Madla se penche vers moi : « Ça irait pas plus vite avec un laxatif ? »

Je lui dis : « À ton avis, c’est quoi une Shangri-La ? »

Elle murmure : « Achève-moi. Je te dirai merci, sérieux. »

Le monsieur en chemise blanche dit que nous allons chanter, que des gens chantent ça dans le monde entier, que peut-être grâce à ça, nous allons comprendre ce que c’est que ce processus de purification. La dame en robe jaune va chercher une guitare dans un étui. Tout doucement, Madla insère de nouveau son poing dans sa bouche.

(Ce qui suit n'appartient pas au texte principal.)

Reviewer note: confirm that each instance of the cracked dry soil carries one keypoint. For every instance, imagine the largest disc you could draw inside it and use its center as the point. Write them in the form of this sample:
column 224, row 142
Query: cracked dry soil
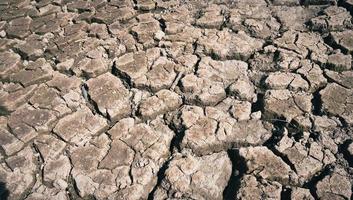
column 176, row 99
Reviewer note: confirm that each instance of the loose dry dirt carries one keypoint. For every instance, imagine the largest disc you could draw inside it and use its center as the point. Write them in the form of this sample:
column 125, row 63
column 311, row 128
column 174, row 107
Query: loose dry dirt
column 176, row 99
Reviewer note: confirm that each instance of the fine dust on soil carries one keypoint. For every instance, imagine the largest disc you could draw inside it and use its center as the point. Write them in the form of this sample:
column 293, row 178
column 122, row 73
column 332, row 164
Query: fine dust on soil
column 176, row 99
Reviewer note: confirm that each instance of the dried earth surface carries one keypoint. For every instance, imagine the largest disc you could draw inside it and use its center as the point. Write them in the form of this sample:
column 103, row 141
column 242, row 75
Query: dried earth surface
column 176, row 99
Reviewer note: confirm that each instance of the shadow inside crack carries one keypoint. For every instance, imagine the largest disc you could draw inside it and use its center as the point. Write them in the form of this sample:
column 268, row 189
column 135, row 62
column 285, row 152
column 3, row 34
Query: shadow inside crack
column 4, row 111
column 238, row 170
column 4, row 192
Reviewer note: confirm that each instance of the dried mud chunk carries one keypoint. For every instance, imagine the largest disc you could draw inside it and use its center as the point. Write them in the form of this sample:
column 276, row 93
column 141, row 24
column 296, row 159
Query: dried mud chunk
column 301, row 194
column 146, row 29
column 26, row 122
column 185, row 177
column 222, row 71
column 303, row 43
column 91, row 67
column 335, row 186
column 227, row 45
column 132, row 65
column 339, row 62
column 252, row 188
column 80, row 126
column 337, row 101
column 244, row 89
column 57, row 169
column 283, row 103
column 292, row 81
column 312, row 73
column 204, row 134
column 307, row 159
column 11, row 101
column 32, row 48
column 262, row 162
column 109, row 14
column 263, row 62
column 212, row 17
column 9, row 142
column 145, row 4
column 19, row 176
column 9, row 63
column 146, row 148
column 344, row 79
column 319, row 2
column 160, row 76
column 48, row 98
column 162, row 102
column 344, row 39
column 202, row 91
column 49, row 146
column 294, row 17
column 335, row 18
column 110, row 95
column 19, row 28
column 36, row 72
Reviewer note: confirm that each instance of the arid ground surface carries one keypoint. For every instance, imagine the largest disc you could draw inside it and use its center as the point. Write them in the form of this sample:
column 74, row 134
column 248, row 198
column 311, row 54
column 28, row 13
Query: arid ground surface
column 178, row 99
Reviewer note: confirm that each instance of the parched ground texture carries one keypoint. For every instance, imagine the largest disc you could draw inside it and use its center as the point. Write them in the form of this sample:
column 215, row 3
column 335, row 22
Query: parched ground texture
column 178, row 99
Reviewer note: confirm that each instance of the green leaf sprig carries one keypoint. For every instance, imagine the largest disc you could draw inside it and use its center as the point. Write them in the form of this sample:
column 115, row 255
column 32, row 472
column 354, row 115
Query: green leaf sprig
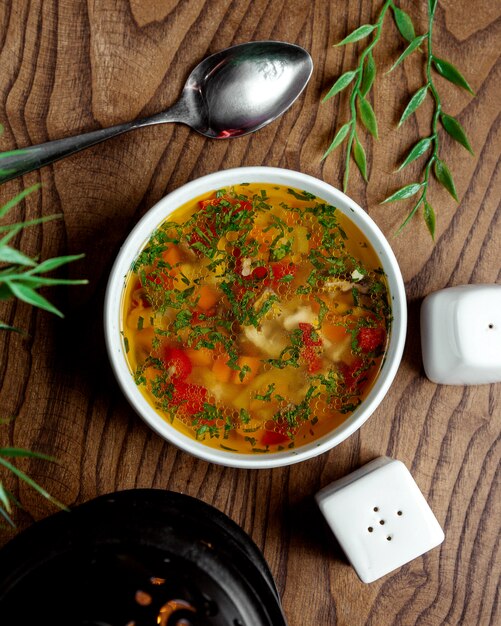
column 20, row 275
column 7, row 499
column 363, row 79
column 451, row 125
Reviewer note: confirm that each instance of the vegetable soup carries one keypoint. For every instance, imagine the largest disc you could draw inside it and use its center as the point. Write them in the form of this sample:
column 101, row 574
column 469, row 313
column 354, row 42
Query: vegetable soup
column 256, row 318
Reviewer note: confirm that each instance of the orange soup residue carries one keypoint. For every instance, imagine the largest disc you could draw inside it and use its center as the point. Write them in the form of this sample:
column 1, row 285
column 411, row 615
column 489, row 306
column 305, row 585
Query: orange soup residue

Le monsieur en chemise blanche joue de la guitare et, avec la dame en robe jaune, chante sans cesse les quatre phrases, jusqu’à ce qu’on arrive au refrain (ho’oponopono, ho’oponopono, etc.), tout en cherchant le contact avec le public (nous) en lançant des regards encourageants, pour nous inviter à faire comme eux.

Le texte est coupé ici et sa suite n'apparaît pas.